Caregiverlist Final Analysis:   Washington state Initiative 1163 was fashioned around the desires of one union, not the entire senior care industry (as Ms. Ferguson mentions, the private-duty senior home care agencies were not given a seat at the table).  Quality caregiver training requirements make sense but could be provided in a much more cost-effective way (secure online training with an in-person component would be significantly more cost-effective and could be customized to provide various levels of training, based on the caregiver's experience level. Indepth training on age-related illnesses, for example, could also be offered.  Progressive levels of training for each year could also be implemented with online training).  

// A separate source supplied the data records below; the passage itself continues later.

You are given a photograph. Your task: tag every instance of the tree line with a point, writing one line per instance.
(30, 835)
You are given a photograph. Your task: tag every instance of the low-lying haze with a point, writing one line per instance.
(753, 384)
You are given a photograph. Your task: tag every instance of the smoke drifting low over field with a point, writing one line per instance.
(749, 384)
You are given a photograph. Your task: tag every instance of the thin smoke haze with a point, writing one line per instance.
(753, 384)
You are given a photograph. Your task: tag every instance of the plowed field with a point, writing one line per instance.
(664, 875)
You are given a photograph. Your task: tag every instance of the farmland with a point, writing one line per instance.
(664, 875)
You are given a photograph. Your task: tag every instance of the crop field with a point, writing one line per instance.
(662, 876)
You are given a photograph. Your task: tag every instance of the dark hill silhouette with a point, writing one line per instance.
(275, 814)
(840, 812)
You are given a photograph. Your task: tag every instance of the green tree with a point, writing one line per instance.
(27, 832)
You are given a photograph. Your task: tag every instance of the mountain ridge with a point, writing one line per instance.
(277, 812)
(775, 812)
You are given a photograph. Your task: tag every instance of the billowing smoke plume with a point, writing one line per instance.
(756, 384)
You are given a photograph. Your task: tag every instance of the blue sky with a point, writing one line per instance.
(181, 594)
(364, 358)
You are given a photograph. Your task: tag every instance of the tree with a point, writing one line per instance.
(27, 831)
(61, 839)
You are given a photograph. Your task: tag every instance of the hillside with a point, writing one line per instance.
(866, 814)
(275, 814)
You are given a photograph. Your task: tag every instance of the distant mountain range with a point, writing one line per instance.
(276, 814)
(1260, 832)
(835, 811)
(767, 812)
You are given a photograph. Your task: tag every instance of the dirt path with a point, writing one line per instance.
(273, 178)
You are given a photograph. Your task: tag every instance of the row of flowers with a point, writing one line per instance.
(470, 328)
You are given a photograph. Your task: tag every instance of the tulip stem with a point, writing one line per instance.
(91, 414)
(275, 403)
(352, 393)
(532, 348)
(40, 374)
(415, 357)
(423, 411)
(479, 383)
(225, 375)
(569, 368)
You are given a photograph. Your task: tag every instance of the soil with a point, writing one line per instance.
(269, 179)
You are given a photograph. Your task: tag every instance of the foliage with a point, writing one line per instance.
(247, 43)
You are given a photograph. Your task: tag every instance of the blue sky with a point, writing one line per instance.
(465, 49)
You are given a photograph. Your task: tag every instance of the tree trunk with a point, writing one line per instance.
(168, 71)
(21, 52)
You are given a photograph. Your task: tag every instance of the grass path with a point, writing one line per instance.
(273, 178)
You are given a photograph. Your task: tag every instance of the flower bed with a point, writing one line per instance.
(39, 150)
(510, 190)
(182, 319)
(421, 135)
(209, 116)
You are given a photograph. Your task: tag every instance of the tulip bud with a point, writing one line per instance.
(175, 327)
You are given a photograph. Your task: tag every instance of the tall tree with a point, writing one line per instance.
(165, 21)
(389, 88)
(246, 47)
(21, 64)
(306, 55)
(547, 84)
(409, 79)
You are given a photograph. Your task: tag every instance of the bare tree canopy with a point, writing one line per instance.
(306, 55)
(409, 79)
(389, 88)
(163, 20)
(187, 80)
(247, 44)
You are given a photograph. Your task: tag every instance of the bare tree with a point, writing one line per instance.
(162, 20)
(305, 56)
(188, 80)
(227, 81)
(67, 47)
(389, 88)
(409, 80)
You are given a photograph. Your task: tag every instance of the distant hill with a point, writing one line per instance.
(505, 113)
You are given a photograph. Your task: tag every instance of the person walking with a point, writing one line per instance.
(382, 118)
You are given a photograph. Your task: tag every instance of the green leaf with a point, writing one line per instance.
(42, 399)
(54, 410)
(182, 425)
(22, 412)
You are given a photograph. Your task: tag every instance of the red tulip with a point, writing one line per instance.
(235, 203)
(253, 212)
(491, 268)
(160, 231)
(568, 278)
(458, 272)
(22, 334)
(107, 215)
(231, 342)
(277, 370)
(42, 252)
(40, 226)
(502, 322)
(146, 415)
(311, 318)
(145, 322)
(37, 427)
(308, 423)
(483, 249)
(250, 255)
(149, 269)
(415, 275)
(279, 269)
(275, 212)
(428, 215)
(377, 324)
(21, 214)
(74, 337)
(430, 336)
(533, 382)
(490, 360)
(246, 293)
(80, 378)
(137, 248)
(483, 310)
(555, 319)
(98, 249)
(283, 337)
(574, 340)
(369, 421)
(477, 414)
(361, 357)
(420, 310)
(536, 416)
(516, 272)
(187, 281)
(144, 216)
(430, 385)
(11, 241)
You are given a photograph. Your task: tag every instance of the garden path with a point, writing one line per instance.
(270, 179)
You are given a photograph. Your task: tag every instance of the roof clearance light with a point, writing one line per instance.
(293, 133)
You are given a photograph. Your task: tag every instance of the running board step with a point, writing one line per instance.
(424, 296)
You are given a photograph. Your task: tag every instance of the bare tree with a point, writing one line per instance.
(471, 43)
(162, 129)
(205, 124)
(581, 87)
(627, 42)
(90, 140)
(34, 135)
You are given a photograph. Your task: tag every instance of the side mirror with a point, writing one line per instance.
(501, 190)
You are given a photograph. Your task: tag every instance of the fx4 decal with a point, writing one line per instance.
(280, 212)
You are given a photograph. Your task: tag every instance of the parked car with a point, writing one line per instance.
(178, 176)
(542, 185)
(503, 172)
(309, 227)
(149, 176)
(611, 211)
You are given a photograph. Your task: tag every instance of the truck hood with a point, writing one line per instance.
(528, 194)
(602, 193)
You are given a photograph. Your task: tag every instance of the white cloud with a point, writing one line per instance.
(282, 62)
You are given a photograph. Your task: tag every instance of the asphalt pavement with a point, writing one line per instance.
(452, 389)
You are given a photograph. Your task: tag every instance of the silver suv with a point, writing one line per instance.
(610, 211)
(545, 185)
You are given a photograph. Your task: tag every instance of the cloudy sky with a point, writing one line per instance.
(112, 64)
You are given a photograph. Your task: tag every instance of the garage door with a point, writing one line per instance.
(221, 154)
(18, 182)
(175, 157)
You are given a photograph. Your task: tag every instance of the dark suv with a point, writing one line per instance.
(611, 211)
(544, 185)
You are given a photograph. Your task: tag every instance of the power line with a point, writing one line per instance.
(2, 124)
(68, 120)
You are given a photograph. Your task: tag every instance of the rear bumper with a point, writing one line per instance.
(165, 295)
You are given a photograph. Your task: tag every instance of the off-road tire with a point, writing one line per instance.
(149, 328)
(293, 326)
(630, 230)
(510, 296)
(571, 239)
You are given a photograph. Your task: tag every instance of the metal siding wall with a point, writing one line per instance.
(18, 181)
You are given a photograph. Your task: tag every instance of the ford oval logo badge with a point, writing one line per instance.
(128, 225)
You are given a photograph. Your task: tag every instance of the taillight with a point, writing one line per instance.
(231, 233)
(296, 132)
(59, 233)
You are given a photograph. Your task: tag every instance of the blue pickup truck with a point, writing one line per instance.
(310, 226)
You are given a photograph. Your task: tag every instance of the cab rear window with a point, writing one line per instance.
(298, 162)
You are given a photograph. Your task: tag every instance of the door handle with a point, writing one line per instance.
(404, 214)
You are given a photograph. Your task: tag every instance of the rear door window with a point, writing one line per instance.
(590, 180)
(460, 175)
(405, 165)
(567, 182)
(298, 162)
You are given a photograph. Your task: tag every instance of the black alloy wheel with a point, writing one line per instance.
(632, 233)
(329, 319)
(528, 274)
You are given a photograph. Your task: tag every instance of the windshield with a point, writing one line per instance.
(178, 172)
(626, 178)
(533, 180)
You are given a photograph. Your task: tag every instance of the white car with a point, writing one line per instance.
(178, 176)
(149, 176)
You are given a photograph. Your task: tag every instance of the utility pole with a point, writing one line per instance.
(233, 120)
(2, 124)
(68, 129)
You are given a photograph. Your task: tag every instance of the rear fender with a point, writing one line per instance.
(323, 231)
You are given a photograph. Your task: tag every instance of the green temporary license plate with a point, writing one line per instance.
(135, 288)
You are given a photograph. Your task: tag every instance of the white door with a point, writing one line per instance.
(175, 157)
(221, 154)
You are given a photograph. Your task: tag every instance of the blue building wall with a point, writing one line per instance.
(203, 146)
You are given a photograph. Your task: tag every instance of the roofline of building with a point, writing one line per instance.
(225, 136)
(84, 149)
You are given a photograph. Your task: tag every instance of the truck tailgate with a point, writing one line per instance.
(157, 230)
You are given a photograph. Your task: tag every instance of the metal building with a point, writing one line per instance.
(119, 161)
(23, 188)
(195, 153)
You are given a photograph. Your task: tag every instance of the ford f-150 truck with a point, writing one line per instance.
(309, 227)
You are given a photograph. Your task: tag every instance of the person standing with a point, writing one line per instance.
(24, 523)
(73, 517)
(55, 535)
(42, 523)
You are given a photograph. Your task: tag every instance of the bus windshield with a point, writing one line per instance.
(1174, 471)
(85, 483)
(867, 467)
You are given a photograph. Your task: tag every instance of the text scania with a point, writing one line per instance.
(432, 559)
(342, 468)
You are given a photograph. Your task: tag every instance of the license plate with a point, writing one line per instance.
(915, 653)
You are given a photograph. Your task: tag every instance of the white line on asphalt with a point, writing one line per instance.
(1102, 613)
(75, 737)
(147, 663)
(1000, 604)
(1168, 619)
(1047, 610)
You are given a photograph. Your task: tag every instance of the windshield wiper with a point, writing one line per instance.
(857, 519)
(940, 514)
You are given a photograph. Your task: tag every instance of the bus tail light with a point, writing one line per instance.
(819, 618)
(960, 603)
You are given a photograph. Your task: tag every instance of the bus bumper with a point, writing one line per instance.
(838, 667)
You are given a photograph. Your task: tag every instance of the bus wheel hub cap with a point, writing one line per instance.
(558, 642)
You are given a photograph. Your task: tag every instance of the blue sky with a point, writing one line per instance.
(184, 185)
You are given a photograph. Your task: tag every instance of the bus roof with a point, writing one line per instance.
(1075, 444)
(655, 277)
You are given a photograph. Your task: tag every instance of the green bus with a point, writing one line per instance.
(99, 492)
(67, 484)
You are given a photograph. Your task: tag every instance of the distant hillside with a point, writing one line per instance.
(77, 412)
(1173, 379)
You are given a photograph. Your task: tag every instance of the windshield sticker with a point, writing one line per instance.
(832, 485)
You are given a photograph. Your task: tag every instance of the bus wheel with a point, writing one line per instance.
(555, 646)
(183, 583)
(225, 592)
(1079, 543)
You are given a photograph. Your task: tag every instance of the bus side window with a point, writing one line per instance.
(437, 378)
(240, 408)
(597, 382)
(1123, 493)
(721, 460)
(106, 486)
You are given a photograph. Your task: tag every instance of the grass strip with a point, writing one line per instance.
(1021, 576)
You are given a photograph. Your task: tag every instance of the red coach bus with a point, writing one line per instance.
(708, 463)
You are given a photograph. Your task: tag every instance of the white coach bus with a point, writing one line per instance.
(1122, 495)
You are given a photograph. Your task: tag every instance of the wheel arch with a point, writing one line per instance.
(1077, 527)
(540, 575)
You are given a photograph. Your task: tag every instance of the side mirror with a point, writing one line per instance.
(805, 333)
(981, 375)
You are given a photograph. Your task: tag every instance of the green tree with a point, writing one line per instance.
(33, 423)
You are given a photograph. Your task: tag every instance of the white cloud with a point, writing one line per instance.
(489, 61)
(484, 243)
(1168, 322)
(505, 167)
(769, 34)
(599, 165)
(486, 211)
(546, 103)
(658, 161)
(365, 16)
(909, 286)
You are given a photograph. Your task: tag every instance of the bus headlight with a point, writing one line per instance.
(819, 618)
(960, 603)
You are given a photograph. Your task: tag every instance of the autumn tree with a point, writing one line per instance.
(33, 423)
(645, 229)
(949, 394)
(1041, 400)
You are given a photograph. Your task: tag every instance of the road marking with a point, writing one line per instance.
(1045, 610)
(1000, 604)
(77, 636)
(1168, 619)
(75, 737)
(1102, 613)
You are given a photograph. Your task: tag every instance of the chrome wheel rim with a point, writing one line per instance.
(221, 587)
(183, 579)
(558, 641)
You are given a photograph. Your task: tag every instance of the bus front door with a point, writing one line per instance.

  • 9 out of 10 seniors in Washington state do not receive Medicaid benefits and would need to pay for the 75-hours of training for their caregivers out of their own pocket
  • Seniors are losing some Medicaid services and community programs due to state budget cuts which means if the state budget should increase,  it might be best to spend it on reinstating senior services before spending it on caregiver training when caregivers already receive training
  • Medicaid, funded by taxpayers, would foot the bill for paying for the 75-hours of caregiver training
  • Medicaid paid caregivers also happen to be union members and their union spent more than $1 million to pass this initiative requiring 75-hours of paid training which raises a red flag
  • Non-union senior care professionals were not included in creating the training, yet there are more than 200 private duty senior home care agencies in Washington state who are affected by this law  - this raises another red flag
  • Initiative does not offer customized training based on caregiver experience level
  • Initiative does not take advantage of modern online training programs which would be much more cost-effective 
  • There is no money in the state budget to pay for creating the caregiver training, including implementing it and paying the caregiver's wages to attend the 75-hours of training

The fact that anyone would create a government program without including funding raises questions about the quality of everything they are doing.  You could not sustain a private business in this way and should not expect to run a government budget by spending money for a program with no revenue stream to support the cost of the program.  This is why the Seattle Times has already noted that the legislature can kill this intiative with a two-thirds vote and has suggested that they do so. It may also be helpful for the senior care industry to educate Washington's voters about the current training and background checks that are already in place.

(Thank you to Julianne Ferguson of Advanced Health Care, with locations in Tacoma, Olympia and Federal Way, Washington, for helping us navigate this initiative - and for being an advocate for quality senior care).